AI Under what conditions does an agent become a business tool?
The practical use of AI agents as business tools in Silicon Valley stems from the fact that, along with technological advancements, corporate IT environments have already become significantly more organized. Many companies operate core operations, such as finance and customer management, on digital systems like ERP and CRM, with relatively clearly defined work procedures, authorities, and data flows. In such environments, AI agents are more likely to be used as tools for performing repetitive and predictable tasks within human-defined boundaries, rather than emerging as new decision-makers. Ultimately, the observed use of AI agents in Silicon Valley can be seen as a result of judgments about how much work can be delegated within an organized IT environment and controllable operational structure, rather than the autonomy of the technology itself.
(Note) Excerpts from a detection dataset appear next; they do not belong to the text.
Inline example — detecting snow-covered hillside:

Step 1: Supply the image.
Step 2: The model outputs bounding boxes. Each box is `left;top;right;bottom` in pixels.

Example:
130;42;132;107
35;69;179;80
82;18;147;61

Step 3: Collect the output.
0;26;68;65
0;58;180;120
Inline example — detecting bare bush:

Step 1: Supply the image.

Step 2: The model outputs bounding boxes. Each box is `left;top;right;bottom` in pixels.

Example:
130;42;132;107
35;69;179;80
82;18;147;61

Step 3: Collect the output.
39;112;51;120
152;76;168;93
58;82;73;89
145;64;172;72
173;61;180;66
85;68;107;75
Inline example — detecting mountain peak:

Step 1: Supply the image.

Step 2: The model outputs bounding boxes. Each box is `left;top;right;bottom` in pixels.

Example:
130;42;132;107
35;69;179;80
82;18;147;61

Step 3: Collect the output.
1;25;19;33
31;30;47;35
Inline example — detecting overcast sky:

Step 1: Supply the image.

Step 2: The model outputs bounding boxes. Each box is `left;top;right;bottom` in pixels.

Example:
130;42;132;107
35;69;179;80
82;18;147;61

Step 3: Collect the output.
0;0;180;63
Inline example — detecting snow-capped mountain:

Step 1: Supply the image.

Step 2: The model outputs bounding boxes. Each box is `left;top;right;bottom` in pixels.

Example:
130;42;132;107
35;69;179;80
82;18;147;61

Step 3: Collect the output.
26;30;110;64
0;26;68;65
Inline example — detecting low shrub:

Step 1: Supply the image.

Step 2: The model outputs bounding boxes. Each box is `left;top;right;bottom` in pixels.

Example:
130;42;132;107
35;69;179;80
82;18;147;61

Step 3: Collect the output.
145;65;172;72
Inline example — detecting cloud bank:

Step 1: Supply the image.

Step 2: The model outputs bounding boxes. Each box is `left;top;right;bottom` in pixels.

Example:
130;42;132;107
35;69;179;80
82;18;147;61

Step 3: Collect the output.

What Korean companies need to focus on now
The key takeaway from this discussion is clear. AI agents are no longer a distant future technology. Rather, they are entering a phase where some companies, particularly those focused on AI, are exploring their potential for productivity improvement, depending on how tasks are designed. Rather than adopting AI agents as a means of full-scale automation, Silicon Valley companies are leveraging them to offload repetitive and time-consuming tasks previously performed by humans. The key here is not the autonomy of the technology itself, but rather the degree to which it can generate tangible efficiency when task objectives, authority, and responsibilities are clearly defined. This trend suggests that Korean companies, too, need to view AI agents not from the perspective of "whether or not to adopt them," but rather from the perspective of "how to utilize them."